3. Hukuk Dairesi 2017/15171 E. , 2018/3677 K.
"İçtihat Metni"MAHKEMESİ :ASLİYE HUKUK MAHKEMESİ
Taraflar arasındaki alacak davasının mahkemece yapılan yargılaması sonucunda, davanın kısmen kabulüne yönelik olarak verilen kararın, süresi içinde taraf vekilleri tarafından temyiz edilmesi üzerine; temyiz dilekçesinin kabulüne karar verildikten sonra, dosya içerisindeki kağıtlar okunup gereği düşünüldü:
Y A R G I T A Y K A R A R I
Davacı vekili dilekçesinde; müvekkilinin ... 2 nolu Devlet Güvenlik Mahkemesinin 2003/39 esasında yargılandığını, 30.06.2003 tarihinde 100.000 ABD Doları kefalet karşılığında tahliye edildiğini, mahkemenin 07.05.2014 tarihli duruşmasında, adli teminat olarak alınan toplam 100.000 ABD Dolarının davacı sanığa iadesine mahkemece 07/05/2014 tarihli duruşmada karar verildiğini ve davacı hesabına 142.171,70 TL olarak yatırıldığını, bu paranın 02.06.2014 tarihli ihtirazi kayıtla alındığını, paranın hesaba geçirildiği tarihte 100.000 ABD Dolarının 211.150 TL ettiğini, bundan ödenen miktarın mahsubu ile davalının müvekkiline 68.978,30 TL eksik ödeme yaptığını ileri sürerek, fazlaya ilişkin haklarını saklı tutarak 68.975 TL"nin 28.05.2014 tarihinden itibaren işlemiş ve işleyecek yasal faizleriyle birlikte davalıdan tahsilini talep ve dava etmiştir.

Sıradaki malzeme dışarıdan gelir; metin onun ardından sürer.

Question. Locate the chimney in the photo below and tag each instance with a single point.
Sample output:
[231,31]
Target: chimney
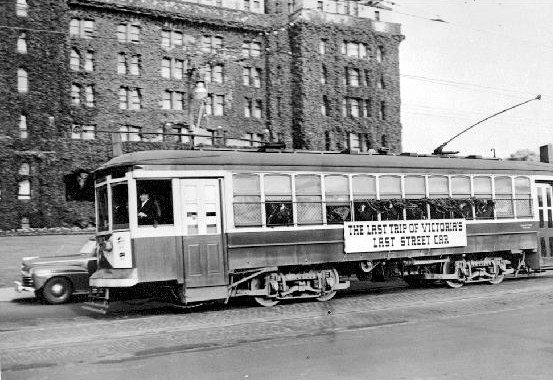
[546,153]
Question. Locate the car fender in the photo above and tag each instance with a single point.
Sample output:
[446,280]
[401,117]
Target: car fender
[78,276]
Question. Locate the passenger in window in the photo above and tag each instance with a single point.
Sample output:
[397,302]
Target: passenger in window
[279,213]
[149,211]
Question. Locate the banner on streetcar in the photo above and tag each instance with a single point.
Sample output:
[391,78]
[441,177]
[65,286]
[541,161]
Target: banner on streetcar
[397,235]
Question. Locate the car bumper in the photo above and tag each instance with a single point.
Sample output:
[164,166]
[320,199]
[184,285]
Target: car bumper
[19,287]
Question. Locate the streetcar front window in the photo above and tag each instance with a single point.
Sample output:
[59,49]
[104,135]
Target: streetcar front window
[120,206]
[102,208]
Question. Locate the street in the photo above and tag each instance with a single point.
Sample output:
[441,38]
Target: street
[474,332]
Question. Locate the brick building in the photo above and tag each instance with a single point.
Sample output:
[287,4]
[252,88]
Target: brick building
[77,75]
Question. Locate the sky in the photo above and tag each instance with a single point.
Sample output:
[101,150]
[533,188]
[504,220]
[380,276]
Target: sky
[487,56]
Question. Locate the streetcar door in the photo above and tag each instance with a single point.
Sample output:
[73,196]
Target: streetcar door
[202,229]
[545,230]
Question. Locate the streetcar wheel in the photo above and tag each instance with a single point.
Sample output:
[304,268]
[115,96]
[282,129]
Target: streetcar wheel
[264,301]
[334,279]
[412,281]
[57,290]
[449,268]
[497,280]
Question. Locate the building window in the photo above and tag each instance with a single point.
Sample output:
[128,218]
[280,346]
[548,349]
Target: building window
[381,84]
[382,111]
[354,49]
[171,39]
[211,44]
[213,74]
[21,8]
[83,132]
[22,81]
[380,54]
[253,108]
[130,98]
[128,33]
[173,100]
[89,96]
[325,106]
[367,108]
[128,64]
[351,77]
[89,61]
[172,68]
[251,76]
[25,169]
[22,43]
[75,94]
[23,132]
[351,107]
[81,28]
[24,191]
[251,49]
[322,46]
[215,105]
[74,60]
[130,133]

Davalı vekili dilekçesinde; davada idari yargının görevli olduğu, teminat olarak alınan tutarın bütçeye gelir kaydedildiği ve gelir kaydına esas tutarın iade edilecek döviz miktarını değiştirmeyeceği, kişinin iade talebini TL cinsinden yaptığı, iade işleminin muhasebeleştirildiği tarihteki döviz satış kuru esas alınarak hesaplanacak TL karşılığı olması, aradaki kur farkının ise ilama bağlı borçlar tertibinden ödenmesi gerektiği, idarece yapılan işlemlerin yerinde ve yasal olduğunu belirterek davanın reddini dilemiştir.
Mahkemece, 67.938,30 TL"nin 28.04.2014 tarihinden itibaren yasal faizi ile birlikte davalıdan alınarak davacıya verilmesine ilişkin hüküm davalının temyizi üzerine Dairemizin 28.12.2016 tarih ve 2015/16987 Esas, 2016/16804 Karar sayılı ilamı ile özetle “Gerekçe ile hüküm arasında çelişki giderilecek şekilde dosya içeriğine uygun yeniden karar verilmelidir." gerekçesiyle bozulmuştur.

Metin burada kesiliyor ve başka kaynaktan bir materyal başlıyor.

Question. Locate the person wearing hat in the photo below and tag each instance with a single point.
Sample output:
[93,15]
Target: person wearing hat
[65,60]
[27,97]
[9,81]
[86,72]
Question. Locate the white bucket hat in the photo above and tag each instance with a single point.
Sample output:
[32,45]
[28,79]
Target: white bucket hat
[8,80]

Mahkemece; bozma ilamına uyularak yeniden yapılan yargılama sonunda bilirkişi raporu doğrultusunda 67.938,30 TL asıl alacağa davadan önce davalı/borçlunun temerrüde düşürülmediği gerekçesiyle, davanın kısmen kabulü, kısmen reddi ile 67.938,30 TL"nin 28/11/2014 dava tarihinden itibaren yasal faizi ile birlikte davalıdan alınarak davacıya verilmesine, davacının fazlaya ilişkin isteminin ise reddine karar verilmiş, hüküm süresi içinde taraf vekillerince temyiz edilmiştir.
1-) Dosyadaki yazılara, kararın dayandığı delillerle kanuni gerektirici sebeplere, özellikle delillerin takdirinde bir isabetsizlik görülmemesine ve kararın bozmaya uygun olmasına göre, davalının temyiz itirazlarının reddi gerekir.
2-) Davacının temyiz itirazlarının incelenmesine gelince;
Sebepsiz zenginleşmeden doğan bir alacağa faiz yürütülebilmesi için borçlunun bir ihtar ya da dava açılmak suretiyle temerrüde düşürülmesi zorunludur. Bu husus; 818 sayılı BK"nun 101.maddesinde "Muaccel bir borcun borçlusu alacaklının ihtarıyla mütemerrit olur" hükmü getirilmiştir. 6098 sayılı Borçlar Kanununun 117.maddesinde bu hüküm ""Muaccel bir borcun borçlusu, alacaklının ihtarıyla temerrüde düşer"" şeklinde düzenlenmiştir.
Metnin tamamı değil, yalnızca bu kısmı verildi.